Her father had also helped build the roads from Roosevelt to Payson and on through Strawberry to Fossil Creek and Camp Verde.
Times were hard, and "when I was only knee-high, learning to walk," she said the family moved from Indian Hill to a traditional campsite on lower Rye Creek near its confluence with Tonto Creek.
There along the bottom-land they could raise squash and corn, but the children were sent out to gather food as the Apaches had always done. They would hunt small game, cactus fruit, wild greens, walnuts, acorns, mesquite beans, and berries.
"We would be in our bare feet," Ola said in an interview with Nicholas Houser in 1970, translated by Chief Melton Campbell from the Apache.
"I don't know how we did it without getting burrs and spines in our feet.
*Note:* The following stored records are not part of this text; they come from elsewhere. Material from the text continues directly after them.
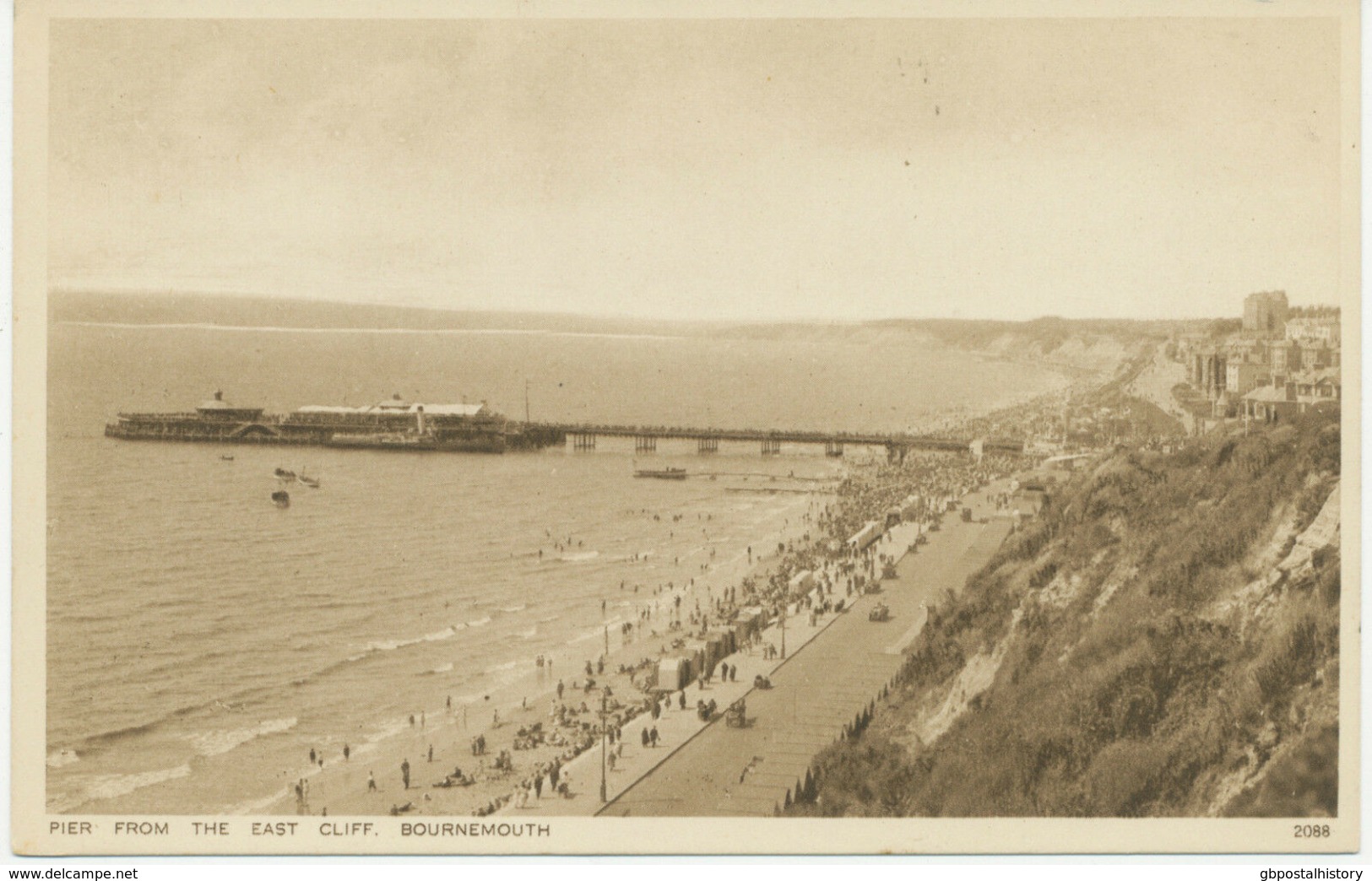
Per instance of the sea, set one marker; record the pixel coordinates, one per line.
(202, 641)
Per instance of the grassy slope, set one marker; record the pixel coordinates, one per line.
(1152, 659)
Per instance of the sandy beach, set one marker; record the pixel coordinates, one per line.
(447, 733)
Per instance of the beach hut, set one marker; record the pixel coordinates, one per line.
(673, 674)
(801, 582)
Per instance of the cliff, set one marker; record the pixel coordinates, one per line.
(1163, 641)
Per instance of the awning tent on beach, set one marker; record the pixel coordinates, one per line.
(865, 537)
(746, 624)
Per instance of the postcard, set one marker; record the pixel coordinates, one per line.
(686, 429)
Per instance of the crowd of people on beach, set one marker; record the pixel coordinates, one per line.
(585, 711)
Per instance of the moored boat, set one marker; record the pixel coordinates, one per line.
(662, 473)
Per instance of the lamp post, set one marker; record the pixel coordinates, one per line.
(604, 738)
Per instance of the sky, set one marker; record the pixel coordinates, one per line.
(702, 169)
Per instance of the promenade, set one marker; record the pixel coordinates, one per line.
(833, 674)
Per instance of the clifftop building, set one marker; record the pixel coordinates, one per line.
(1266, 315)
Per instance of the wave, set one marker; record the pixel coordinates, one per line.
(261, 806)
(390, 646)
(219, 743)
(113, 785)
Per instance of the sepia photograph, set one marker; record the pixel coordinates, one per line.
(482, 429)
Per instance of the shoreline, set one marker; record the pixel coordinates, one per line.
(342, 786)
(522, 700)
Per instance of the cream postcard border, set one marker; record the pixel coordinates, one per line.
(36, 833)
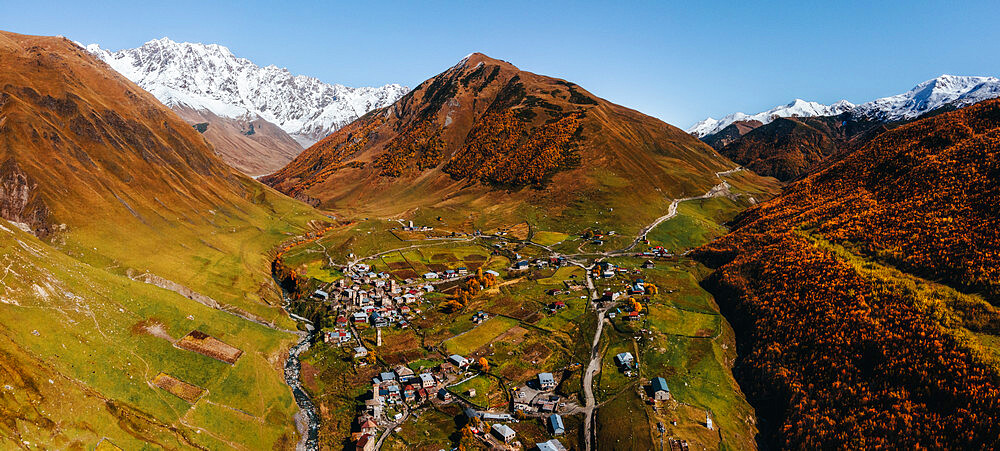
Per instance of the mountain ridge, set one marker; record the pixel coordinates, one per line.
(943, 91)
(211, 77)
(485, 131)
Mostly we caught pack rats. We would chase them out of the cactus and throw stones at them. Sometimes we would get 12 or 15, and bring them home to boil and eat. We even took our blind mother out gathering. We would lead her by the hand while she carried the burden basket. We would fill it with prickly pears, knocking the stickers off."
Ola's father would usually take the cactus fruit and make wine out of it.
"The men would all get drunk," she says," and be red around the lips from having drunk that particular wine." However, the most common alcoholic drink was tulapai, a corn mash beer.
Another reason the family had moved to Rye Creek was to be closer to a camp up on the Tonto called "A Place Through Two Rock Bluffs."
There the dances took place, often becoming violent and once leading to the death of several Indians in 1933.
"The adults did not want me to come along to those dances, so I would follow on foot. They would throw rocks at me to make me return home. Sometimes I would not be discovered until I had gotten to the dance. I would sneak in and when they discovered me they would throw rocks and tell me to go home."
"They favored your mother more than they did me," she told Chief Campbell, whose mother Martha was Ola's sister.
Chief Campbell quoted his mother saying Ola was the crybaby of the family and did not carry her share of the burdens. The parents allowed the older Martha to go to the dances. It was indicative of the feeling of inferiority Ola carried all of her life.
Her feelings surfaced again when she spoke of the puberty ceremony. By the time she came along the tribe in Payson no longer practiced the Sunrise, or Coming of Age, Ceremony.
She had heard about it from older relatives, but her people did not have a medicine man who could perpetuate it. This most significant event in the life of an Apache maiden meant she was ready for marriage.
Ola recalled how when her father married her mother he had to bring his best horse and saddle, a deer and wild foods he had gathered and present them to the bride's mother. This was to prove that he was man enough to support and care for the bride as well as her parents. "People don't get married like that any more. Things have changed," she lamented.
The economic factors of marriage had not changed, however. The family moved back to Indian Hill in 1945 when Ola was 13-years-old. Immediately her family forced her to marry an older man named Ed Smith. That same year Ola's father died and Ed could help support all of them. She was still 13-years-old when her first child, Polly (Davis), was born. She expressed sorrow that she felt no love for her husband, and in fact was frightened of him.
She would run away from him at night, taking her blanket and sleep in caves or among the trees.
In the morning she would return to her mother's home and cook for the family pretending she did not have to return to her own home.
Usually Dan Bread, a neighbor, would come and take her back, making her return to her husband.